Defunct pre-Confederation electoral district
- Legislature: Legislative Assembly of the Province of Canada
- District created: 1841
- District abolished: 1867
- First contested: 1841
- Last contested: 1863

= Russell (Province of Canada electoral district) =

Province of Canada electoral district

Russell was an electoral district of the Legislative Assembly of the Parliament of the Province of Canada, in Canada West (now Ontario). It was created in 1841, upon the establishment of the Province of Canada by the union of Upper Canada and Lower Canada. Russell was represented by one member in the Legislative Assembly. It was abolished in 1867, upon the creation of Canada and the province of Ontario.

== Boundaries ==

Russell electoral district was based on Russell County (now part of the United Counties of Prescott and Russell). It was located east of Bytown (now Ottawa, Ontario), on the Ottawa River, which formed the border with Canada East (now the province of Quebec).

The Union Act, 1840 had merged the two provinces of Upper Canada and Lower Canada into the Province of Canada, with a single Parliament. The separate parliaments of Lower Canada and Upper Canada were abolished. The Union Act provided that the pre-existing electoral boundaries of Upper Canada would continue to be used in the new Parliament, unless altered by the Union Act itself.

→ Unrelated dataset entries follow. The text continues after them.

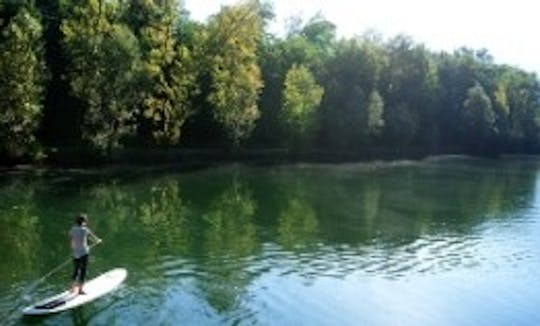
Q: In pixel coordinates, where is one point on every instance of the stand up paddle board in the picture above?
(93, 289)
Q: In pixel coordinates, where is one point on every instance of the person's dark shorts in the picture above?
(79, 268)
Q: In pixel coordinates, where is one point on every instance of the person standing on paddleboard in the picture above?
(78, 238)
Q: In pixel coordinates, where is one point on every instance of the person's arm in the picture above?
(95, 238)
(71, 240)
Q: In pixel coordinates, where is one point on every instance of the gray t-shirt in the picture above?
(79, 241)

Russell County had been an electoral district in the Legislative Assembly of Upper Canada, even after its merger with Prescott County, and its boundaries were not altered by the Union Act. Those boundaries had originally been set by a statute of Upper Canada in 1798:

That the townships of Clarence, Cumberland, Gloucester, Osgoode, Russell and Cambridge, with such of the Islands in the river Ottawa as are wholly or in greater part opposite thereto, shall constitute and form the County of Russell.

Since Russell was not changed by the Union Act, those boundaries continued to be used for the new electoral district. Russell was represented by one member in the Legislative Assembly.

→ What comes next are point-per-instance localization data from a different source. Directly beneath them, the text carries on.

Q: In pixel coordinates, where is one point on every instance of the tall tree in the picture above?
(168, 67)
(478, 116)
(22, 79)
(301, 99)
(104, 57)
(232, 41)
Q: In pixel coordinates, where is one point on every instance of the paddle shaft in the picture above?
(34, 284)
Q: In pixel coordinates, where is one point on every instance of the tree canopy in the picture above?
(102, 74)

== Members of the Legislative Assembly ==

Russell was represented by one member in the Legislative Assembly. The following were the members for Russell.

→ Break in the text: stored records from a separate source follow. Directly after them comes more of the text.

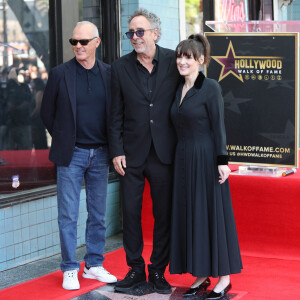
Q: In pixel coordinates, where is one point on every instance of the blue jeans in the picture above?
(92, 166)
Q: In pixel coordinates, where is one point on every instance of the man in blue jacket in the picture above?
(75, 111)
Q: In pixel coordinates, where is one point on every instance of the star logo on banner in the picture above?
(232, 103)
(228, 64)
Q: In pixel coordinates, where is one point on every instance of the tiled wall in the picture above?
(29, 231)
(167, 11)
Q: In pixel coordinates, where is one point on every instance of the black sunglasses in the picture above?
(84, 42)
(138, 33)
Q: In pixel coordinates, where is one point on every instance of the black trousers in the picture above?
(132, 186)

| Parliament | Years | Members |  | Party |
| 1st Parliament 1841–1844 | 1841–1843 | William Henry Draper |  | Unionist; Moderate Tory |
| 1843–1844 (by-election) | William Stewart |  | Moderate Tory |

== Abolition ==

Russell electoral district was abolished on July 1, 1867, when the British North America Act, 1867 came into force, creating Canada and splitting the Province of Canada into Quebec and Ontario. It was succeeded by two electoral districts named Russell, one in the House of Commons of Canada and one in the Legislative Assembly of Ontario.